You can see HNSW’s recall is now slightly higher than Vamana’s while using a similar amount of memory. I haven’t found this is observation in any research paper anywhere. Moreover, while performance is not in the figure, I noticed significant slowdown when switching to Vamana’s pruning algorithm.

In conclusion, by using the streaming workload benchmark, I was able to discover something new about different edge repair and pruning algorithms. A logical next step would be to look into the performance implications of these algorithms, and I can do this using the streaming workload benchmark.

3. Conclusion

To summarize, in this blog post, I pointed out that static workload benchmarks are insufficient for realistic evaluation of ANN indexes, and I described streaming workload benchmark which I think is a better replacement. I also used a specific streaming workload to uncover a new comparison between HNSW and Vamana indexes. Kudos to the team behind the NeurIPS 23' Big ANN Benchmarks! They have open sourced the streaming workload I used in this blog post.

We need a TPC-C and TPC-H for vector databases.

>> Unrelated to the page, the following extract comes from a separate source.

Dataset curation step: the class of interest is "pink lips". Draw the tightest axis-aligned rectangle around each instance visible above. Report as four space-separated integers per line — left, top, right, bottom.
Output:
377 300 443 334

There is still a lot of work to be done in benchmarking. ANN index is the core feature of vector databases, and they have raised over 350 million dollars. Yet many of them are still measuring performance using an outdated approach that no longer reflect actual usage scenarios. Database systems underwent a similar stage in the 90s and early 2000s. Then, standard benchmarks like TPC-C and TPC-H were developed and are still used today. We should have something like this for vector databases.